Honestly, I never would have dreamed that Borders or Barnes & Noble would be in this predicament. It all makes me wonder now that they have grown so large, with so many locations, whether or not they will ever have the volume and the margins to cover all the expenses involved with that kind of growth. Would they have been better off by settling for fewer stores and less "dominance" of the market? Is it easier for a chain like Books-A-Million to make it with fewer stores?

Wednesday, June 06, 2007

The Glory Cloak

The many heroes produced by and during the American Civil War have been well served by the countless historians who continue to write new books about them even today. But somewhat neglected have been the women who contributed so much to the war efforts of both sides of this tragic war, women who disguised themselves as men and joined battle regiments, women who served as nurses in military hospitals under conditions that can hardly be imagined today, and women who stayed home to run family farms and businesses on their own.

Patricia O'Brien's historical novel, The Glory Cloak, recounts the experiences of two of those women: Louisa May Alcott, author of Little Women, and Clara Barton, battlefield nurse to the Union Army who placed her own life in jeopardy to save the lives of others. Their stories are told through the eyes of Susan Gray, a fictitious third cousin of the Alcott sisters who joined their household as a child after the loss of her own parents. Susan, ten years younger than Louisa, is so much like the tomboyish Louisa that the two develop a relationship that is closer than any that Louisa has with any of her sisters.

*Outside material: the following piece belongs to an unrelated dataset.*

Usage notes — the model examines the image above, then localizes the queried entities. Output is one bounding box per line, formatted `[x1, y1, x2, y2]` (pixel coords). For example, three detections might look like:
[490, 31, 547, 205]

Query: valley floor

Susan and Louisa quickly grow frustrated with sewing uniforms, wrapping bandages and knitting socks for Union soldiers and decide to do more. That decision brings them to Washington D.C.'s Union Hospital where they are taken on as nurses under hospital conditions for which nothing could have prepared them. At first overwhelmed by the stench of unwashed bodies, festering wounds and un-emptied bedpans, the women soon find themselves carrying sawed off arms and legs to be dumped in piles on the hospital grounds and trying to comfort soldiers painfully suffering their final hours.

Amidst all the chaos that is Union Hospital, Louisa and Susan meet Clara Barton who sometimes visits the hospital to see the men with whom she has served in the field. The two nurses idolize Barton because of her selfless bravery and, as the friendship develops over time, Barton becomes their mentor and adviser.

The heart of The Glory Cloak is the friendship between Susan Gray and Louisa May Alcott, a relationship that is shattered for several years because of the love that both women feel for one mysterious soldier whom they nursed at Union Hospital. But Patricia O'Brien wraps her story in the historical context of its times and along the way the reader comes to know well the Alcott family and friends, including the Emersons and the Thoreaus. Never having read Alcott's Little Women, I was only vaguely aware of her personal and family history before reading The Glory Cloak. Now I want to learn more about the remarkable Alcott family and their times and, in particular, I want to read Alcott's Hospital Sketches, in which she recounts her experiences as a Civil War nurse.

I was drawn to The Glory Cloak because I am a fan of Civil War fiction, and I was not disappointed in that regard, but I think this novel will appeal equally to fans of Louisa May Alcott and Little Women. It is a wonderfully touching story cloaked in historical fact, a painless history lesson for those who might sometimes find history to be a dull subject.